1. Ações para monitorar

PDG Realty (PDGR3): A incorporadora PDG Realty informou nesta quinta-feira que a 1ª Vara de Falências e Recuperações Judiciais da Capital de São Paulo deferiu o pedido de recuperação judicial das 512 sociedades que integram o grupo. A justiça também nomeou a PricewaterhouseCoopers para atuar como administradora do processo de recuperação judicial da companhia, segundo o comunicado, e suspendeu todas as ações e execuções em curso contra a PDG por 180 dias. Por fim, a justiça também definiu um prazo de 60 dias úteis para apresentação do plano de recuperação judicial da PDG. A companhia protocolou na justiça seu pedido de recuperação judicial na semana passada. A dívida líquida e os custos a incorrer somavam R$ 6 bilhões ao final do terceiro trimestre de 2016.
Ambev (ABEV3): Após o decepcionante balanço apresentado na manhã de quinta, o BTG Pactual revisou para baixo as estimativas para a Ambev, mantendo recomendação neutra para os ativos com preço-alvo de R$ 17,50. Os analistas do banco revisaram para baixo as estimativas para o receita, Ebitda (lucro antes de juros, impostos, depreciações e amortizações) e lucro em 6%, 11% e 12% respectivamente, de modo a refletir o impacto do câmbio, o novo guidance de custos sobre os produtos vendidos, além de assumir menores preços para a cerveja. Além disso, o Citi cortou a recomendação para as ações da companhia de compra para neutra. 

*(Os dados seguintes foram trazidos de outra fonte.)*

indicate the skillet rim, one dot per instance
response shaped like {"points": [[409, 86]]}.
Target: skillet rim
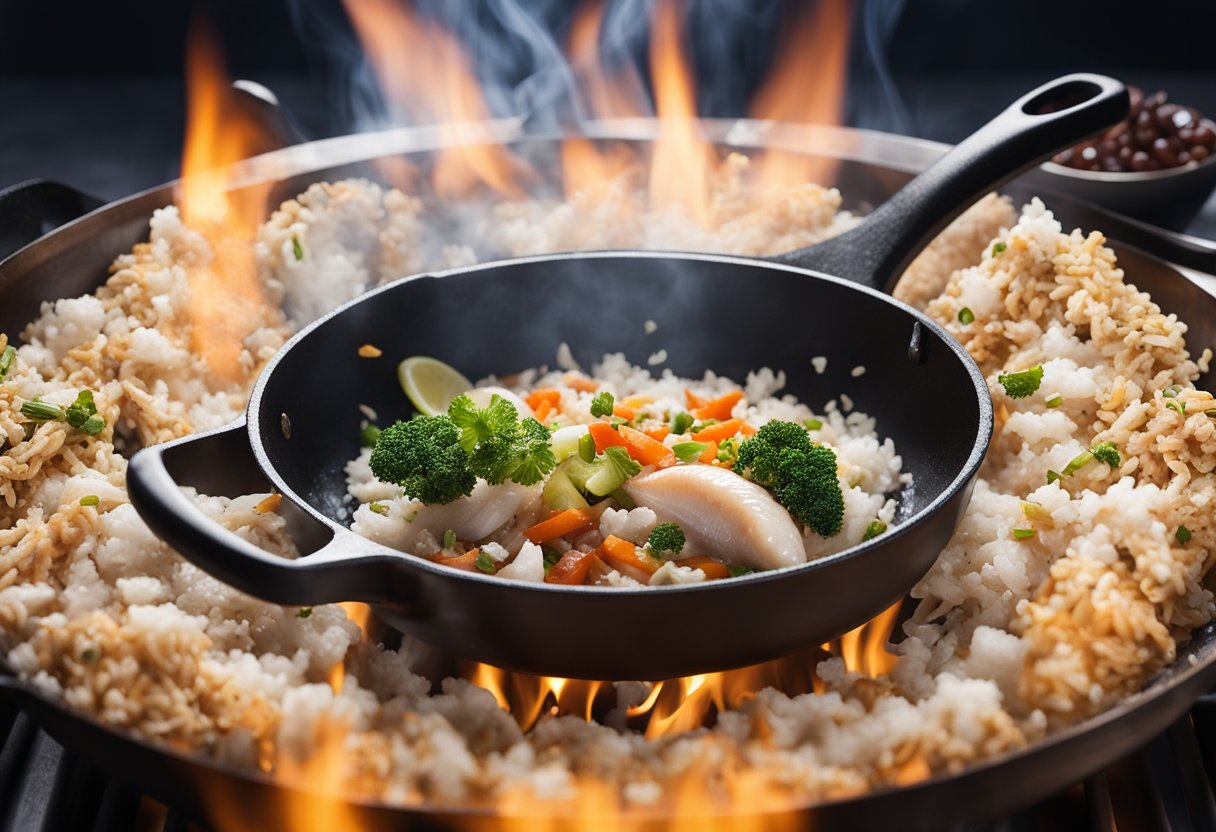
{"points": [[964, 477]]}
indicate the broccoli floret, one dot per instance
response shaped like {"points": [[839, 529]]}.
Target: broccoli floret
{"points": [[424, 457], [666, 540], [800, 473]]}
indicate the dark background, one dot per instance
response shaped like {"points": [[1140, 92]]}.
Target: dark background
{"points": [[91, 93]]}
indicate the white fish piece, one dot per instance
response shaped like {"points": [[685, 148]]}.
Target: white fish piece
{"points": [[722, 515]]}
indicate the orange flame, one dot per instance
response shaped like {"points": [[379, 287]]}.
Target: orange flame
{"points": [[226, 301], [424, 72], [806, 85]]}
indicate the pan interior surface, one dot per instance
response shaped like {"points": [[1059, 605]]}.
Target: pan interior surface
{"points": [[726, 316]]}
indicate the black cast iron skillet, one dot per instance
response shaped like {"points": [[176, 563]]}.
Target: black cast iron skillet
{"points": [[73, 259], [726, 314]]}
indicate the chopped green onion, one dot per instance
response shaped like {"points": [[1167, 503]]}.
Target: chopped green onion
{"points": [[690, 451], [602, 404], [681, 422], [873, 530], [1020, 384], [587, 448]]}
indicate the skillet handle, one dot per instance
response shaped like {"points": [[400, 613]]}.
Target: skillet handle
{"points": [[1036, 125], [347, 568]]}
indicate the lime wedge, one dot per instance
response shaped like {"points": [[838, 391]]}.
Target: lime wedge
{"points": [[429, 383]]}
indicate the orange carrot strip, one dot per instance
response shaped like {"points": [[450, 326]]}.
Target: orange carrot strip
{"points": [[604, 436], [721, 431], [658, 433], [580, 383], [573, 568], [467, 561], [559, 524], [645, 449], [713, 569], [544, 394], [719, 408], [621, 554]]}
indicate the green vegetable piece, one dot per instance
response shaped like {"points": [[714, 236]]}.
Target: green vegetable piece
{"points": [[1020, 384], [612, 471], [688, 451], [424, 457], [602, 404], [587, 448], [874, 529], [800, 474], [666, 540], [41, 411]]}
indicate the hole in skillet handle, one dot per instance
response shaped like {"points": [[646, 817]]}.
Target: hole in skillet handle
{"points": [[1045, 121]]}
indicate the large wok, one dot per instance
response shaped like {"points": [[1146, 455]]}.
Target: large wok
{"points": [[74, 257]]}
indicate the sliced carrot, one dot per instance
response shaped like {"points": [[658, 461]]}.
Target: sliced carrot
{"points": [[721, 431], [624, 555], [467, 561], [580, 383], [713, 569], [573, 568], [604, 436], [559, 524], [658, 433], [647, 450], [544, 394], [719, 408]]}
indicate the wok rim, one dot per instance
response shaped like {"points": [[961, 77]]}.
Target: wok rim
{"points": [[961, 481]]}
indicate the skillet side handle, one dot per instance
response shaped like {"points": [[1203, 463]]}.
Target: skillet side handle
{"points": [[348, 568], [1031, 129]]}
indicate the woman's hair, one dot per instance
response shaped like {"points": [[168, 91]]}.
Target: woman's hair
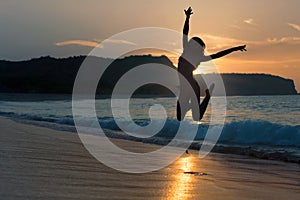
{"points": [[199, 41]]}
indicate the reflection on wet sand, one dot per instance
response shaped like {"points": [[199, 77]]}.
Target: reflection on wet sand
{"points": [[183, 185]]}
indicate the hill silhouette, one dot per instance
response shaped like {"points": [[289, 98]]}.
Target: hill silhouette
{"points": [[57, 75]]}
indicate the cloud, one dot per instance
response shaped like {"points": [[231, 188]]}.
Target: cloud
{"points": [[290, 40], [249, 21], [93, 43], [294, 26], [114, 41], [86, 43]]}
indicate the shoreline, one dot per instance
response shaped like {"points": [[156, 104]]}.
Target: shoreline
{"points": [[246, 150], [38, 162]]}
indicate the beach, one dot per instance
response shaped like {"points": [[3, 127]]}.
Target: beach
{"points": [[41, 163]]}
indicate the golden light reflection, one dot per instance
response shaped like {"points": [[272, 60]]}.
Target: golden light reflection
{"points": [[183, 183]]}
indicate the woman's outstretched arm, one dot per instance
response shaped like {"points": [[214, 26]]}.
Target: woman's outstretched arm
{"points": [[186, 27]]}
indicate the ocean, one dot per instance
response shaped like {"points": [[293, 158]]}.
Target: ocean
{"points": [[266, 127]]}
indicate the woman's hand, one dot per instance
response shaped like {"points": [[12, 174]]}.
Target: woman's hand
{"points": [[240, 48], [188, 12]]}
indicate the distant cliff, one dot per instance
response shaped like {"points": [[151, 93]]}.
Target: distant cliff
{"points": [[52, 75]]}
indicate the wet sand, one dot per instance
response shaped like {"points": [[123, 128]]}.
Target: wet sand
{"points": [[40, 163]]}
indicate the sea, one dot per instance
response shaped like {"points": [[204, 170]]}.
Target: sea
{"points": [[265, 127]]}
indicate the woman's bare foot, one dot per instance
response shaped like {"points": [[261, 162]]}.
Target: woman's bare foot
{"points": [[209, 91]]}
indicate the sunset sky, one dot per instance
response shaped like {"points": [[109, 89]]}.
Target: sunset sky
{"points": [[60, 28]]}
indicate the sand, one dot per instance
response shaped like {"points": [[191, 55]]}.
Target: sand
{"points": [[40, 163]]}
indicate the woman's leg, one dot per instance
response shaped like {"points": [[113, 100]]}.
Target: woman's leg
{"points": [[205, 101], [195, 102], [182, 106]]}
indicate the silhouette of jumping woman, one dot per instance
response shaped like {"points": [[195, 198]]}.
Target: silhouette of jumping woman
{"points": [[192, 56]]}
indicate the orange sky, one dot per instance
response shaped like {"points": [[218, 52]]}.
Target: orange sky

Cielo (CIEL3): O HSBC elevou a recomendação para as ações da Cielo de manutenção para compra, aumentando o preço-alvo de R$ 32,00 para R$ 33,00.
Oi (OIBR4): A operadora de telecomunicações Oi informou na quinta-feira ter recebido correspondência da Orascom informando que estendeu até 31 de março o prazo para um plano alternativo de reorganização que ajudaria a acelerar sua saída da recuperação judicial.
Dasa (DASA3): A Dasa informa que não ocorrerá o aumento de capital que fora anunciado em 20 de janeiro, logo após a compra da rede de laboratórios Salomão e Zoppi. A operação seria de no mínimo R$ 20,836 milhões e no máximo R$ 21,25 milhões, com emissão de no mínimo 1.100.105 ações e no máximo 1.121.964, ao preço de R$ 18,94 para subscrição privada. Isso porque nesta quinta-feira, 2 de março, foi encerrado o período para o exercício do direito de preferência e nesse ínterim o acionista controlador, Edson Bueno, veio a falecer, no dia 14 de fevereiro. Os acionistas controladores, Cromossomo Participações II, Edson de Godoy Bueno e Dulce Pugliese de Godoy Bueno haviam se comprometido a fazer a subscrição do valor mínimo, o qual não foi atingido durante o período de exercício. A subscrição nesse intervalo foi de 438 ações, apenas, ou R$ 8.295,72. A companhia informa que os acionistas que tiverem exercido seu direito de preferência receberão de volta os valores em cinco dias úteis.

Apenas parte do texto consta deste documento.